È stata invece l’ultima.
Quindi l’iniziativa che ha annunciato che quest’anno le lezioni di storia si sarebbero tenute on line è stata accolta con gioia ed ottimismo. Argomento: la presa del potere. In collegamento con i maggiori teatri d’Italia, quasi a voler unire la penisola nella voglia di rinascita e di valorizzazione della nostra storia e cultura.
Da Zeus che conquista l’Olimpo fino a Fidel Castro, passando per Agrippina, Guelfi e Ghibellini, Cortés, Montezuma….
Sono comparsi sul televisore di casa i Professori Carandini, Barbero e Canfora (tra gli altri) ed è stato come non essersi mai arresi.
Ma l’emozione più grande è stata senza dubbio sentire le parole di Paolo di Paolo, vero maestro cerimoniere, padrone di casa di ogni singola lezione.
La introduce, la inquadra nel periodo storico, ci rende partecipi delle sue riflessioni leggendoci brani di libri, di articoli di giornale, di approfondimenti.

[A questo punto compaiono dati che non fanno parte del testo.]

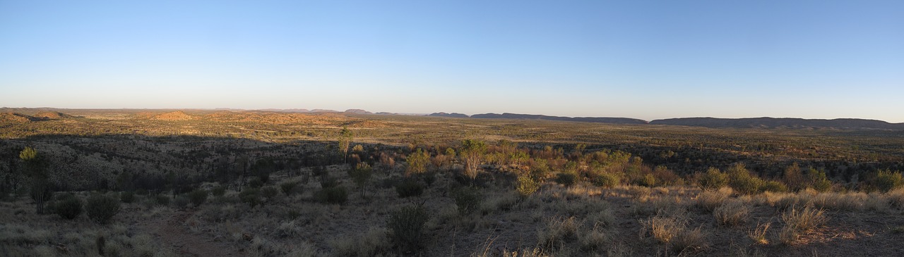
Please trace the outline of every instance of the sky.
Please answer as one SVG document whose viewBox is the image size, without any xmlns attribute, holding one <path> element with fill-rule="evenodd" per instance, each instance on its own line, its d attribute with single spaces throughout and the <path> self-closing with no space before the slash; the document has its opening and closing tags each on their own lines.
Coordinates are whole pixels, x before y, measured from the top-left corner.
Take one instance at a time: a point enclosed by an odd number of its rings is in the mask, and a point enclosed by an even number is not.
<svg viewBox="0 0 904 257">
<path fill-rule="evenodd" d="M 0 106 L 904 122 L 904 1 L 0 0 Z"/>
</svg>

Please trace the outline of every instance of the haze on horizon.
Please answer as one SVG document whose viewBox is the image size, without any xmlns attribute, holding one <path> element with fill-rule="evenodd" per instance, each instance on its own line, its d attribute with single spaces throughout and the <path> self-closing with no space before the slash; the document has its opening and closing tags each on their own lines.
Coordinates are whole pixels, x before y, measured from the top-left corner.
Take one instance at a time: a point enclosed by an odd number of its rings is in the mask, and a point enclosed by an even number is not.
<svg viewBox="0 0 904 257">
<path fill-rule="evenodd" d="M 904 122 L 901 1 L 142 2 L 0 1 L 0 106 Z"/>
</svg>

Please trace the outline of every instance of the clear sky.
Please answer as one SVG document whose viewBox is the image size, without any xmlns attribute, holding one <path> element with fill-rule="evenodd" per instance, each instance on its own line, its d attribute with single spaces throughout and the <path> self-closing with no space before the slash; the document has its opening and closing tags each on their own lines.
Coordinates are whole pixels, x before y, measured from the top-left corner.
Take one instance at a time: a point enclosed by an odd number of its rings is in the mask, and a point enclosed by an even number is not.
<svg viewBox="0 0 904 257">
<path fill-rule="evenodd" d="M 904 122 L 904 1 L 0 0 L 0 106 Z"/>
</svg>

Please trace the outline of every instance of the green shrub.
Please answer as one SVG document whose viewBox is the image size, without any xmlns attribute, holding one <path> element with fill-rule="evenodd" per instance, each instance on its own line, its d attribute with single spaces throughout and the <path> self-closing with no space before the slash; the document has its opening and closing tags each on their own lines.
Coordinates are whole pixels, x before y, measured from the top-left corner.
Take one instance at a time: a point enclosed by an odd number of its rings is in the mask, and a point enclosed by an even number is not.
<svg viewBox="0 0 904 257">
<path fill-rule="evenodd" d="M 279 194 L 279 190 L 273 187 L 263 187 L 260 188 L 260 196 L 268 199 L 272 199 L 274 197 Z"/>
<path fill-rule="evenodd" d="M 283 194 L 289 196 L 294 193 L 295 188 L 298 187 L 298 181 L 288 181 L 279 184 L 279 189 L 282 189 Z"/>
<path fill-rule="evenodd" d="M 640 180 L 637 181 L 637 185 L 638 186 L 643 186 L 643 187 L 647 187 L 647 188 L 655 187 L 656 186 L 656 177 L 653 176 L 653 174 L 644 175 L 644 177 L 641 177 Z"/>
<path fill-rule="evenodd" d="M 156 202 L 158 206 L 165 207 L 169 205 L 169 197 L 166 195 L 157 195 L 154 197 L 154 201 Z"/>
<path fill-rule="evenodd" d="M 483 198 L 480 191 L 474 188 L 462 188 L 452 193 L 455 198 L 455 205 L 458 207 L 458 213 L 469 215 L 475 210 L 480 209 L 480 203 Z"/>
<path fill-rule="evenodd" d="M 617 174 L 602 172 L 593 179 L 593 185 L 612 188 L 621 184 L 621 178 Z"/>
<path fill-rule="evenodd" d="M 211 189 L 211 194 L 214 197 L 222 197 L 226 194 L 226 186 L 216 186 Z"/>
<path fill-rule="evenodd" d="M 85 210 L 91 220 L 107 224 L 119 213 L 119 199 L 105 195 L 93 195 L 88 197 Z"/>
<path fill-rule="evenodd" d="M 561 184 L 566 188 L 570 188 L 574 186 L 574 182 L 578 180 L 578 176 L 574 173 L 560 172 L 556 175 L 556 183 Z"/>
<path fill-rule="evenodd" d="M 175 197 L 175 199 L 173 199 L 173 205 L 180 209 L 184 209 L 185 207 L 188 207 L 188 204 L 191 202 L 192 200 L 189 199 L 188 197 L 184 195 L 178 195 Z"/>
<path fill-rule="evenodd" d="M 736 192 L 744 195 L 756 194 L 763 187 L 763 179 L 753 176 L 744 168 L 744 164 L 736 163 L 729 169 L 729 187 Z"/>
<path fill-rule="evenodd" d="M 719 169 L 710 167 L 705 173 L 700 175 L 697 185 L 703 190 L 716 190 L 729 184 L 728 174 L 723 173 Z"/>
<path fill-rule="evenodd" d="M 245 188 L 241 192 L 239 192 L 239 199 L 254 207 L 260 204 L 260 190 L 258 188 Z"/>
<path fill-rule="evenodd" d="M 325 204 L 342 205 L 348 201 L 348 192 L 343 187 L 326 188 L 314 193 L 314 198 Z"/>
<path fill-rule="evenodd" d="M 882 192 L 891 191 L 892 189 L 904 187 L 904 178 L 901 177 L 900 172 L 892 172 L 890 170 L 879 170 L 876 174 L 876 179 L 873 181 L 873 185 L 876 188 Z"/>
<path fill-rule="evenodd" d="M 390 240 L 403 252 L 417 251 L 429 216 L 421 205 L 407 206 L 390 214 L 386 221 Z"/>
<path fill-rule="evenodd" d="M 518 176 L 518 187 L 515 189 L 518 190 L 518 194 L 527 197 L 540 189 L 540 182 L 533 179 L 531 175 L 523 174 Z"/>
<path fill-rule="evenodd" d="M 260 178 L 255 177 L 251 178 L 251 179 L 248 179 L 248 187 L 251 188 L 260 188 L 260 187 L 263 186 L 264 186 L 264 181 L 261 181 Z"/>
<path fill-rule="evenodd" d="M 189 199 L 192 200 L 192 205 L 194 207 L 200 207 L 204 201 L 207 201 L 207 190 L 204 189 L 194 189 L 188 193 Z"/>
<path fill-rule="evenodd" d="M 132 191 L 124 191 L 119 193 L 119 201 L 127 204 L 131 204 L 135 202 L 135 193 Z"/>
<path fill-rule="evenodd" d="M 65 219 L 73 219 L 81 214 L 81 200 L 72 194 L 63 196 L 53 207 L 53 212 Z"/>
<path fill-rule="evenodd" d="M 424 186 L 412 179 L 405 179 L 396 185 L 396 193 L 402 198 L 418 197 L 424 193 Z"/>
</svg>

La sua voce, il suo spaziare da una materia all’altra, unendo letteratura, arte, filosofia e attualità ci ha fatto respirare un po’ di aria fresca, per un attimo ogni domenica ha aperto i nostri orizzonti, altrimenti così costretti.
Mancano solo tre lezioni alla fine di questo ciclo, strano come l’anno che stiamo vivendo.
Speriamo di tornare anche noi a fare lezione in presenza l’anno prossimo, salvando forse la possibilità per tutti di fruire di queste iniziative da remoto. Io non vedo l’ora di veder salire sul palco Paolo di Paolo, di sentirlo presentare il professore di turno, spiegandoci in quale momento della sua vita c’è stata la motivazione a diventare il maggior esperto nella sua materia, perché quella sarà finalmente la normalità e la cultura avrà svolto appieno il suo compito: salvarci.